Chart 3 shows the annual growth rate of both forms of net lending by MFIs. In essence, this mirrors the growth rate in the stocks of debt though changes in the stocks of debt can also be affected by the writing off of debts. What the chart nicely shows is the strong rates of growth in net unsecured lending from MFIs. In fact, it is the strongest annual rate of growth since January 2006 (Click here to download a PowerPoint of the chart.)

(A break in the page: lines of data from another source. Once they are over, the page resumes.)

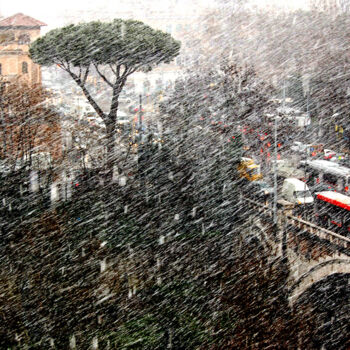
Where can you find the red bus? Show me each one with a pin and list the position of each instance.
(332, 211)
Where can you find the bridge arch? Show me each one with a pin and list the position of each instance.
(316, 274)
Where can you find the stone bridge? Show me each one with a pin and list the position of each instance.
(313, 253)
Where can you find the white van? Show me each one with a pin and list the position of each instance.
(296, 191)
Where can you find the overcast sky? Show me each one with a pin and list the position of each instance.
(55, 13)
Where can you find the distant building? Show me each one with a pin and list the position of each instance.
(16, 34)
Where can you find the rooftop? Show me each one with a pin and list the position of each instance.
(21, 20)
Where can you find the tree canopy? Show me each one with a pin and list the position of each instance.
(113, 50)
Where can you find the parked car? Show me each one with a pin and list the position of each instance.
(328, 153)
(259, 190)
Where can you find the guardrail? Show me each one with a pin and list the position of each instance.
(285, 209)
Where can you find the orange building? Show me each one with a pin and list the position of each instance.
(16, 34)
(27, 126)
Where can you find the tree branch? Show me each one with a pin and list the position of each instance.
(87, 94)
(102, 76)
(112, 69)
(86, 74)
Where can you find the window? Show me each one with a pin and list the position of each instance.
(24, 39)
(7, 37)
(24, 67)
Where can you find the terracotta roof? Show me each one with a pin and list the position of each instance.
(21, 20)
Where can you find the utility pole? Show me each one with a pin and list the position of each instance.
(275, 176)
(140, 116)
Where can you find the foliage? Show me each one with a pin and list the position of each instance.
(112, 50)
(27, 125)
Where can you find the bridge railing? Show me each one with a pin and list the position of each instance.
(285, 216)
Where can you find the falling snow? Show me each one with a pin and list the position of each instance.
(176, 178)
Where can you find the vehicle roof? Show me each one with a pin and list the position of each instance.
(296, 182)
(336, 198)
(331, 167)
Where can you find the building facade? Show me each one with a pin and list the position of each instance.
(16, 34)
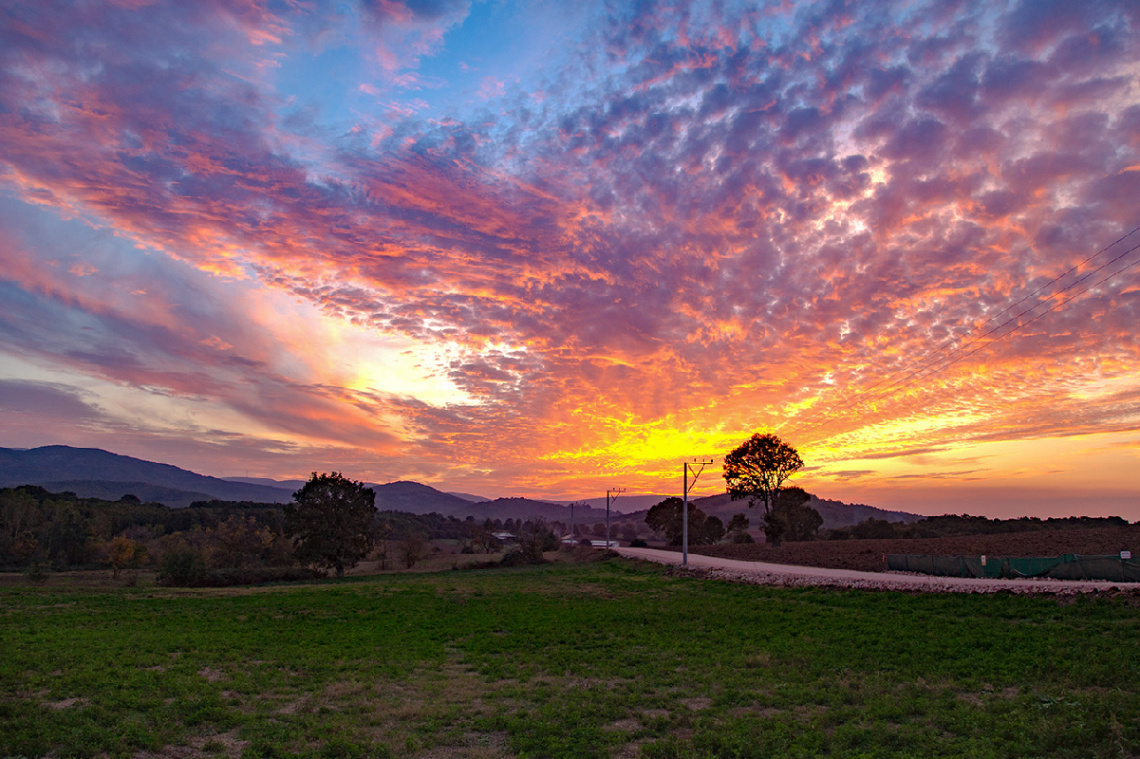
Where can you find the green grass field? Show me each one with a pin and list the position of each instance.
(608, 659)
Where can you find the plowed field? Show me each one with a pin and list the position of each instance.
(868, 555)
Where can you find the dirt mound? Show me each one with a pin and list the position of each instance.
(868, 555)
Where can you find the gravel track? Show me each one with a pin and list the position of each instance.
(790, 576)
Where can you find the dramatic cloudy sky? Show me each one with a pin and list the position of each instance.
(546, 249)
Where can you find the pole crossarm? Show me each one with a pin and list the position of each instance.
(684, 505)
(615, 492)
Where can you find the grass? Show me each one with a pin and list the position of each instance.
(589, 660)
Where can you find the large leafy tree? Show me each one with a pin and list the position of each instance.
(331, 521)
(757, 470)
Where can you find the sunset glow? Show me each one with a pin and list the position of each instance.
(519, 249)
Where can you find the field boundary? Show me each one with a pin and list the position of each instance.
(788, 574)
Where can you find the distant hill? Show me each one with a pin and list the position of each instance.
(96, 473)
(415, 498)
(835, 513)
(467, 496)
(624, 504)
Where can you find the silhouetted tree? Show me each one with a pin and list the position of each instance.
(331, 522)
(757, 470)
(738, 528)
(711, 531)
(794, 519)
(666, 519)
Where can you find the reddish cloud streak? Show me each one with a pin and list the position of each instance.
(711, 222)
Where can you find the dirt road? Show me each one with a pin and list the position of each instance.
(787, 574)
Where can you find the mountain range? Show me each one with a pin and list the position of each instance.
(97, 473)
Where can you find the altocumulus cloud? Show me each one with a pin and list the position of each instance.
(692, 220)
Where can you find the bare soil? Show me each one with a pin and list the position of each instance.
(869, 555)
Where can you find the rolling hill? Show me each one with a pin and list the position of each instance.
(97, 473)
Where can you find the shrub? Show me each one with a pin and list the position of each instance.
(180, 565)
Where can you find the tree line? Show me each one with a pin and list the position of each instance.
(230, 543)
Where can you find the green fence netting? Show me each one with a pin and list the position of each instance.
(1066, 566)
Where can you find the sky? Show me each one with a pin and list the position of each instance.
(547, 249)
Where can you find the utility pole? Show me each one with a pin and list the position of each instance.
(684, 506)
(615, 491)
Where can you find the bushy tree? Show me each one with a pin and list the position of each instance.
(738, 528)
(757, 470)
(711, 531)
(666, 519)
(792, 517)
(331, 522)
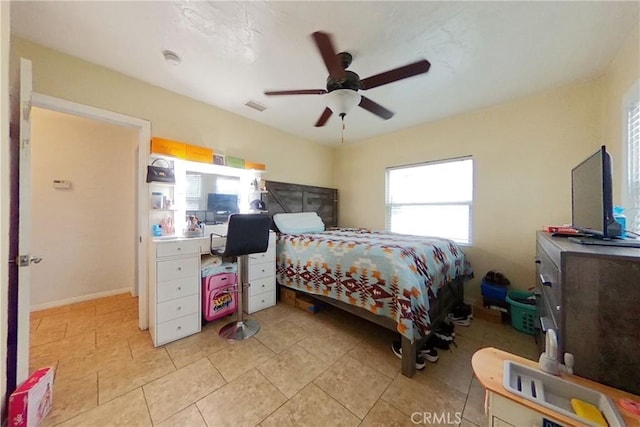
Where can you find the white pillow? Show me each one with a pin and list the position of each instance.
(298, 223)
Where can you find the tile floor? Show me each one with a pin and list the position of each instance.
(324, 369)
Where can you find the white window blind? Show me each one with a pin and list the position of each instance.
(431, 199)
(193, 191)
(633, 168)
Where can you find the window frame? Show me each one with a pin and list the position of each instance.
(389, 206)
(630, 100)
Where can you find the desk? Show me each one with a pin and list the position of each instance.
(507, 409)
(175, 297)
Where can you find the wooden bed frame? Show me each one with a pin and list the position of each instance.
(291, 198)
(438, 312)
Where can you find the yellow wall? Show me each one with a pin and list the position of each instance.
(623, 72)
(177, 117)
(523, 153)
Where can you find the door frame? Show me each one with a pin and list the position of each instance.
(142, 225)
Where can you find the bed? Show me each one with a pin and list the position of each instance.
(405, 283)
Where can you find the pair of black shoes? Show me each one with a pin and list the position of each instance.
(426, 353)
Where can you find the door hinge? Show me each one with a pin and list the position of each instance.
(26, 260)
(26, 110)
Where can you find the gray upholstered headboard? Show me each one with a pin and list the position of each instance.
(286, 197)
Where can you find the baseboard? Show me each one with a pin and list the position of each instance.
(82, 298)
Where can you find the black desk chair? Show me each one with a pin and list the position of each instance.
(246, 234)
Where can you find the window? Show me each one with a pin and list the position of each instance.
(431, 199)
(632, 184)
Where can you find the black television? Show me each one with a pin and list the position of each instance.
(592, 197)
(222, 205)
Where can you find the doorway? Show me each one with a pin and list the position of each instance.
(83, 179)
(143, 130)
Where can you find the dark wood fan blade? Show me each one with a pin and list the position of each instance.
(375, 108)
(396, 74)
(324, 117)
(296, 92)
(328, 53)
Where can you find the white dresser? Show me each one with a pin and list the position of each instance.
(174, 289)
(261, 293)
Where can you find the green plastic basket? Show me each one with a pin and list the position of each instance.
(523, 316)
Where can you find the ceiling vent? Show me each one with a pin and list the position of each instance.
(255, 105)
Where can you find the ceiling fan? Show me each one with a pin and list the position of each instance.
(343, 85)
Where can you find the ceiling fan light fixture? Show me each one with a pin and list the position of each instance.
(171, 57)
(341, 101)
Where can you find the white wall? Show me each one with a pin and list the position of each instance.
(86, 234)
(288, 158)
(4, 191)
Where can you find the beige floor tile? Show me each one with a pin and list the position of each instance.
(506, 338)
(245, 401)
(274, 314)
(281, 335)
(410, 396)
(111, 304)
(51, 311)
(378, 355)
(453, 367)
(177, 390)
(319, 323)
(240, 357)
(141, 343)
(72, 397)
(125, 376)
(93, 361)
(311, 407)
(384, 414)
(474, 406)
(127, 410)
(111, 333)
(292, 370)
(353, 384)
(71, 346)
(48, 334)
(188, 417)
(194, 347)
(328, 348)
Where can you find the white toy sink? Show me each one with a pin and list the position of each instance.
(555, 393)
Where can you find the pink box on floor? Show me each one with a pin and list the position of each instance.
(218, 295)
(31, 402)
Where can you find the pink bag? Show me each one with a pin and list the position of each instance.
(219, 295)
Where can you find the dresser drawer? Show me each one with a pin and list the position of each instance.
(260, 301)
(178, 307)
(258, 271)
(178, 328)
(179, 247)
(260, 286)
(178, 288)
(269, 255)
(177, 269)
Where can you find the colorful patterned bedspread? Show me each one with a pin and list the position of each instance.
(388, 274)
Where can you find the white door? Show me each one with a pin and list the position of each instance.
(21, 147)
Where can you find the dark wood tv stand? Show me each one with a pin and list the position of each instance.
(591, 296)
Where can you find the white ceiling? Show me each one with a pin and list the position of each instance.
(481, 53)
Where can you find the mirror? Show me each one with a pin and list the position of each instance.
(210, 197)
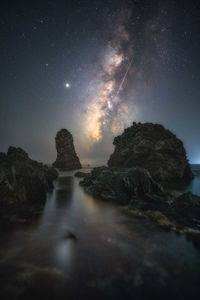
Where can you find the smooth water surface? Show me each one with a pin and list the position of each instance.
(83, 248)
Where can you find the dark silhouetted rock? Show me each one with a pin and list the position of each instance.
(154, 148)
(186, 210)
(81, 174)
(121, 186)
(66, 155)
(23, 184)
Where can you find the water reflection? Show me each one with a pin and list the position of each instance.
(84, 248)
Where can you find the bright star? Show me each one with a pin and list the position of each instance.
(67, 85)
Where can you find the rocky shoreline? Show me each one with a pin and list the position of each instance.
(135, 191)
(23, 187)
(148, 161)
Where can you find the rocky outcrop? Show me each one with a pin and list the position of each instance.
(121, 186)
(23, 185)
(81, 174)
(66, 155)
(154, 148)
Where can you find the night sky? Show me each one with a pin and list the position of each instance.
(94, 67)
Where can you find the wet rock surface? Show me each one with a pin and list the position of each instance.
(81, 174)
(145, 198)
(23, 186)
(121, 185)
(66, 154)
(154, 148)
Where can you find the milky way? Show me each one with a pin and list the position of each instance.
(105, 108)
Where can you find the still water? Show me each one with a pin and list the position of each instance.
(83, 248)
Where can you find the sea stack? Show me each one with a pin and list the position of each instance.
(66, 154)
(154, 148)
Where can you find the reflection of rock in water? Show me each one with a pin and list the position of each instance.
(64, 187)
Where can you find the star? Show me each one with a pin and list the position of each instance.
(67, 85)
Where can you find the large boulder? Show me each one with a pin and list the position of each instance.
(66, 155)
(122, 186)
(154, 148)
(23, 183)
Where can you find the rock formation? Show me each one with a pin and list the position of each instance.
(154, 148)
(66, 155)
(121, 185)
(23, 184)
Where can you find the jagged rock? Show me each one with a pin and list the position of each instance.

The growth in consumer credit, the fall in the saving ratio and the growth in consumer spending point to a need for individuals to be mindful of their financial well-being. What is for sure, is that you can expect to see considerable comment in the months ahead about consumption, credit and income data. Fundamental to these discussions will be the sustainability of current lending patterns.

Articles

Consumer Lending Growth Highest Since 2005 Sky News, (31/3/16)
Britons raid savings to fund spending as economists warn recovery ‘built on sand’ Telegraph, Szu Ping Chan (31/3/16)
Household debt binge has no end in sight, says OBR Telegraph, Szu Ping Chan (17/3/16)
Surge in borrowing… as savings dwindle: Household savings are at an all-time low as families turn to cheap loans and credit cards Daily Mail, James Burton (1/4/16)
George Osborne banks on household debt time bomb to meet his Budget targets Mirror, Ben Glaze (29/3/16)
Britain’s free market economy isn’t working Guardian (13/1/16)

Data

Bankstats (Monetary and Financial Statistics) – Latest Tables Bank of England
Statistical Interactive Database Bank of England

Questions

  1. What does it mean if individuals are financially distressed?
  2. How would we measure the financial well-being of individuals and households?
  3. What actions might individuals take it they are financially distressed? What might the economic consequences be?
  4. How might uncertainty affect spending and saving by households?
  5. What measures can policymakers take to reduce the likelihood that flows of credit become too excessive?
  6. What is meant by a balance sheet recession?
  7. Explain the difference between secured debt and unsecured debt.
  8. Should we be more concerned about the growth of consumer credit than secured debt?